Objective: Doctors' health matters because healthy physicians are more productive and because physicians' health practices affects their patient counseling habits, but there are few objective data on this topic.
Methods: An examination of differences in screening quality health indicators between physicians (n=429) and 1621 age, gender, and socioeconomically matched patient controls from our district Health Maintenance Organization in Israel during the first half of 2008.
Results: Doctors and matched patients had similar rates for low-density lipoprotein measurement (85%/84%=NS), colorectal cancer screening (23%/27%=NS), influenza vaccine among the chronically ill (23%/24%=NS), and mammography (for women, 55%/57%=NS). Doctors with hypertension had blood pressures clinically recorded considerably less frequently than matched patients do (56%/77%, p<0.001), and their smoking habits were recorded less often, but their recorded tobacco habits were significantly better. Physician-patient contrasts were also minimal (again except for clinician-recorded blood pressure and smoking) among the chronically ill.
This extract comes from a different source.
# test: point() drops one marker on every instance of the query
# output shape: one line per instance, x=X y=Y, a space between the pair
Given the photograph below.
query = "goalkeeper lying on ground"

Conclusions: These are the first objective data of which we know that test (and confirm) prior self-reported data that physicians' screening experiences are similar to patients'. Improving physicians' personal screening could also improve patient screening: physicians' self-reported primary prevention habits are considerably better than patients' and have been shown repeatedly to strongly and consistently positively influence patient counseling practices, and hence the health of the public.